By Brian Phillips and Phyllis D. Jones
On September 18, 2015, the U.S. Environmental Protection Agency (EPA) cited the Volkswagen Group of America, Inc. (VW) with a Notice of Violation (NOV) for noncompliance of Section 203(a)(3)(B) of the Clean Air Act (CAA), 42 U.S.C. § 75229(a)(3)(B). This NOV was issued because Volkswagen manufactured and installed defeat devices in certain model year 2009 – 2015 2.0-liter diesel engine light-duty vehicles that circumvented EPA’s nitrogen oxide (NOx) emissions standard. The complaint filed by EPA alleges the defeat devices cause the vehicle’s emissions to exceed EPA’s standards during normal driving conditions. During normal driving conditions, the software renders certain emission control systems inoperative resulting in increased emissions.
As a result of the NOV, VW agreed to spend up to $14.9 billion to settle allegations of cheating emissions.
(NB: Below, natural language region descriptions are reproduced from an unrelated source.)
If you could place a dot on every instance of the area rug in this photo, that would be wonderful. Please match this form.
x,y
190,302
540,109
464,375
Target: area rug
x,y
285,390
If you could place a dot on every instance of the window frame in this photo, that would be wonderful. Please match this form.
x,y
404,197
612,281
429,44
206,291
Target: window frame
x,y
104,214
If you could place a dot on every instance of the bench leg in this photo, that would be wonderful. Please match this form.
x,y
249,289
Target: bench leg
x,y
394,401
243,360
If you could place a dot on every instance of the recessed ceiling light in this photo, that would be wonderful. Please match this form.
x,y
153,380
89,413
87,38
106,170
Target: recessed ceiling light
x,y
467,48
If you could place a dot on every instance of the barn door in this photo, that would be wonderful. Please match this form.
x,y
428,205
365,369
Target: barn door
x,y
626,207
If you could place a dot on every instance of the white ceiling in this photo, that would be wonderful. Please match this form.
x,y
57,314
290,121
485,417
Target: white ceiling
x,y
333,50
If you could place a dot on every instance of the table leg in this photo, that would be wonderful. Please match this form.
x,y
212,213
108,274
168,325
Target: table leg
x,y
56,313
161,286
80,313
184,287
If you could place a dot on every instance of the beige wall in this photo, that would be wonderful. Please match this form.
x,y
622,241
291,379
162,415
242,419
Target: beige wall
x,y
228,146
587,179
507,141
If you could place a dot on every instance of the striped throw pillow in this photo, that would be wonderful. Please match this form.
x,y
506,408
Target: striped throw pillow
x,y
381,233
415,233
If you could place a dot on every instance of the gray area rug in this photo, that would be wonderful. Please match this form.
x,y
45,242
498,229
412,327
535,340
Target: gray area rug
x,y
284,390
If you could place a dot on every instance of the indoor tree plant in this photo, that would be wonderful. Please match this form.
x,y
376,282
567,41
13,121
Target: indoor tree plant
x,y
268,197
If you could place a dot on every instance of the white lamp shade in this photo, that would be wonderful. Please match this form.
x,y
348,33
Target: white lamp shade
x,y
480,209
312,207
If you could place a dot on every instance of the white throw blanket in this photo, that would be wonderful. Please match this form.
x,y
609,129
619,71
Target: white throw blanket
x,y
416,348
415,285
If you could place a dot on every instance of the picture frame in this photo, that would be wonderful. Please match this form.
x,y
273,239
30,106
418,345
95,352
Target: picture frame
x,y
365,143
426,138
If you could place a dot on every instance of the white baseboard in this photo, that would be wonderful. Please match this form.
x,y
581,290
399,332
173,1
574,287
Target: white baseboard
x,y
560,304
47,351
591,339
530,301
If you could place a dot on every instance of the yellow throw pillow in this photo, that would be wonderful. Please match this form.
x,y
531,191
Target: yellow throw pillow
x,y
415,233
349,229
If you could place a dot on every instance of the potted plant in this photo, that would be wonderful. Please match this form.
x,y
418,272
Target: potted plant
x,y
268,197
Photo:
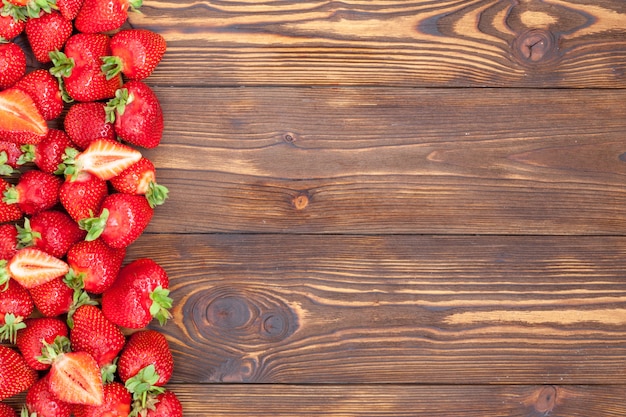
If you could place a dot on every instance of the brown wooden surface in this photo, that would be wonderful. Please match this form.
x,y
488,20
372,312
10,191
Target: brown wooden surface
x,y
357,227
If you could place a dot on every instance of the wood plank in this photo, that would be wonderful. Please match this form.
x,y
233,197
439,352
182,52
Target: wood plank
x,y
405,400
387,160
394,309
550,43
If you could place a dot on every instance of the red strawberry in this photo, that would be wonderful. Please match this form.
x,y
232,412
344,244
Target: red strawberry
x,y
8,241
144,348
15,305
83,196
10,27
137,114
10,153
95,264
8,212
31,267
69,8
12,64
15,374
45,91
140,179
35,191
92,332
117,401
135,53
79,67
104,15
20,120
86,122
53,298
139,293
29,340
74,376
52,231
47,33
167,405
47,154
42,402
122,219
6,410
103,158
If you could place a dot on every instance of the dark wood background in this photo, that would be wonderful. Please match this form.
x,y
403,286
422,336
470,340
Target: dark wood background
x,y
393,207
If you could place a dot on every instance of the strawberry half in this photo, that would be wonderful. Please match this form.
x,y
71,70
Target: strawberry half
x,y
20,119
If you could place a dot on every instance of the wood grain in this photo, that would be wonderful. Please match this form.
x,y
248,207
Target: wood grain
x,y
551,43
396,309
386,160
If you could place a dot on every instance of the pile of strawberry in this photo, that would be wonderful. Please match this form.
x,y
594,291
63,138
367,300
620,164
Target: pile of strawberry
x,y
76,192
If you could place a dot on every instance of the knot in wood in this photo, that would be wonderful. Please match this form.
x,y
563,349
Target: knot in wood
x,y
535,47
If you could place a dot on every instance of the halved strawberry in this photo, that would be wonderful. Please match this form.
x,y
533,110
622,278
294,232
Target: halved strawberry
x,y
103,158
31,267
74,376
20,120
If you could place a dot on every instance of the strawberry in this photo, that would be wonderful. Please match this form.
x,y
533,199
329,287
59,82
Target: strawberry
x,y
8,241
47,33
31,267
10,153
74,376
42,402
137,115
140,179
139,293
15,374
53,298
29,340
144,348
45,91
8,212
52,231
92,332
47,154
104,15
35,191
12,64
10,27
117,402
6,410
94,264
86,122
78,67
20,120
135,53
166,404
15,305
82,196
69,8
103,158
122,219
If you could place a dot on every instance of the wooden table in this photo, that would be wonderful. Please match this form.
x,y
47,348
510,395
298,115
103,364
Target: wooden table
x,y
393,207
Volkswagen settlement funds will be used to buy-back and/or modify affected vehicles, and to support national- and state-level projects to reduce NOx emissions. $10 billion has been allocated for consumer buy-back/vehicle modification, $2 billion has been allocated for zero emission vehicle investments nationwide and in California and $2.9 billion will be placed into an environmental mitigation trust that is to be distributed among the states, tribes and Puerto Rico.
North Carolina expects to receive approximately $92 million from the environmental mitigation trust for use towards offsetting the excess NOx emissions caused by VW’s actions through eligible mitigation actions to reduce NOx from a wide array of mobile sources. The $92 million apportioned to North Carolina is based upon the number of affected 2.0- and 3.0-liter diesel engine vehicles registered in North Carolina. Governor Roy Cooper has designated the N.C. Department of Environmental Quality to manage North Carolina’s portion of the VW Settlement.
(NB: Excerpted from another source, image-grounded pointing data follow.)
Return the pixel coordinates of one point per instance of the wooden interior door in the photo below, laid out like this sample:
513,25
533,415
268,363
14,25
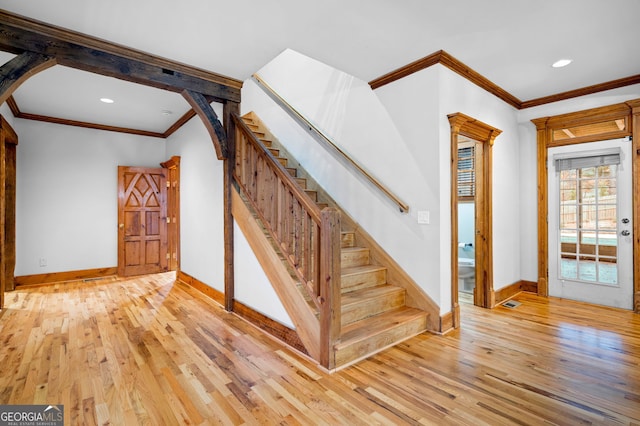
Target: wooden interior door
173,212
142,220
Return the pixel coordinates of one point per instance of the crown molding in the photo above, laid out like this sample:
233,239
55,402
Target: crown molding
17,113
445,59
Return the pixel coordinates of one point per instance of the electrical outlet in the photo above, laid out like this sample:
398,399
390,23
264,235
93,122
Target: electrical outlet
423,217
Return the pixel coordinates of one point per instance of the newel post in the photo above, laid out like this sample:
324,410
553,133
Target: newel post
330,288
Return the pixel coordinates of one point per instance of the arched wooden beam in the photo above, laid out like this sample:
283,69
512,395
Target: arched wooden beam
76,50
208,116
19,69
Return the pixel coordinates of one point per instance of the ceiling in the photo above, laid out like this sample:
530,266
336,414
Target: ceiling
510,42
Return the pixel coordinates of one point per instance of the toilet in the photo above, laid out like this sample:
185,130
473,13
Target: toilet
466,267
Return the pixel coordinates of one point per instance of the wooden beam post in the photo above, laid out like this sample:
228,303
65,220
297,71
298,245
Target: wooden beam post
330,288
230,108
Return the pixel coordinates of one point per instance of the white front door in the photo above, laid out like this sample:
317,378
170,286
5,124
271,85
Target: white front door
590,211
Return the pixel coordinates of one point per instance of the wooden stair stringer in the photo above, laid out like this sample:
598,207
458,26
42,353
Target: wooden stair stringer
281,278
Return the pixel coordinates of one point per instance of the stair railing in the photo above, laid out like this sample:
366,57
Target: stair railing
308,237
328,142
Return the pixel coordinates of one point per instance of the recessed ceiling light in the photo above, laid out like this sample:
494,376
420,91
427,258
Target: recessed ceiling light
561,63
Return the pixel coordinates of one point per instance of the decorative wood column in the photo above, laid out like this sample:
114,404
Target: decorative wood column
230,108
8,145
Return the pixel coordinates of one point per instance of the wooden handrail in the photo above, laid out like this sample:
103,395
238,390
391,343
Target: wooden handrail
311,128
308,237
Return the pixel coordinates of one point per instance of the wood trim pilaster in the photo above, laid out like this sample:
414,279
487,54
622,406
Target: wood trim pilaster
543,205
485,135
635,134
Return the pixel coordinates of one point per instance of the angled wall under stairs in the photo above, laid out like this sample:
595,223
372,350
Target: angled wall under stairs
380,304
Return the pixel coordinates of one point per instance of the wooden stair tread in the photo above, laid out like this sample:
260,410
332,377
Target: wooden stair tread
360,330
358,296
368,302
364,338
353,270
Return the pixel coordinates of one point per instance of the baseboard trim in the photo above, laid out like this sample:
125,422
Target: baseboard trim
208,291
57,277
446,322
509,291
264,323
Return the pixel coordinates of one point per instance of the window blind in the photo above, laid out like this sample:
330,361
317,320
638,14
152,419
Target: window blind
586,159
466,172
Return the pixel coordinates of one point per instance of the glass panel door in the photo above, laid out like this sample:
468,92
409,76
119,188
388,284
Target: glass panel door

Eligible mitigation actions under the VW Settlement include replacing or repowering eligible large trucks, buses, freight switchers, ferries/tugs, airport ground support equipment, medium trucks and other vehicles with new diesel or alternative fuel engines, or all-electric engines. Beneficiaries of the trust may use up to 15 percent of their allocation on acquiring, installing, operating and maintaining new light duty zero emission vehicle supply equipment. Additionally, beneficiaries may also use up to 15 percent of their allocation for administrative expenditures associated with implementing the mitigation plan.
The Division of Air Quality (DAQ) held a series of public meetings in March and April to discuss the VW mitigation settlement and to answer questions citizens may have regarding settlement details. DAQis also seeking public input on how North Carolina should utilize these funds, input regarding projects that could yield the greatest air quality benefit in terms of NOx reductions per funds expended, and specific recommendations and information on possible subject areas where mitigation projects would yield additional economic, environmental and energy benefits in North Carolina. All comments will be reviewed and used to help formulate North Carolina’s Beneficiary Mitigation Plan. The deadline for submitting comments to DAQ is May 3, 2018.
For further information, DAQ has established a Volkswagen Settlement webpage at https://deq.nc.gov/about/divisions/air-quality/motor-vehicles-and-air-quality/volkswagen-settlement.
Brian Phillips is the Technical Services Section, Mobile Sources Compliance Branch Supervisor for the North Carolina Division of Air Quality. The Mobile Sources Compliance Branch is responsible for creating, maintaining and ensuring the programs required in this state regarding vehicle emissions are complying with state and federal rules and regulations. Before his work as the Mobile Sources Compliance Branch Supervisor, Brian worked as the lead Engineer for the Vapor Recovery Program. Brian has devoted 22 years of public service to the Division of Air Quality. Brian has a Bachelor of Science in Chemical Engineering from North Carolina State University, Engineer in Training Certification and is a North Carolina Certified Public Manager. Brian also a member of the Business Advisory Board for the Wake STEM Early College High School which serves as a strategic community support arm of the school.
Phyllis D. Jones is the Transportation Conformity Engineer and Diesel Emissions Reductions Grant Administrator in the Mobile Sources Branch of the North Carolina Division of Air Quality. Phyllis has been employed with the North Carolina Division of Air Quality for over 15 years. During this time, Phyllis has developed emissions inventories for on-road mobile sources and non-point sources for the state of North Carolina, reviewed transportation plans to ensure they do not exacerbate air quality, served as a committee oversight member for several organizations and administered the diesel emission reduction grant program for the state. Prior to working with the state, Phyllis worked in private industry with Corning, Inc. and Lockheed Martin Aeronautics Corp. Phyllis has a Bachelor of Science in Mechanical Engineering from Howard University in Washington, DC and is certified as an Engineer in Training. She is currently enrolled at Wake Technical Community College working on her Business Analytics Certificate. Phyllis is a strong community service advocate and currently serves on the Board of Directors for Passage Home, Inc.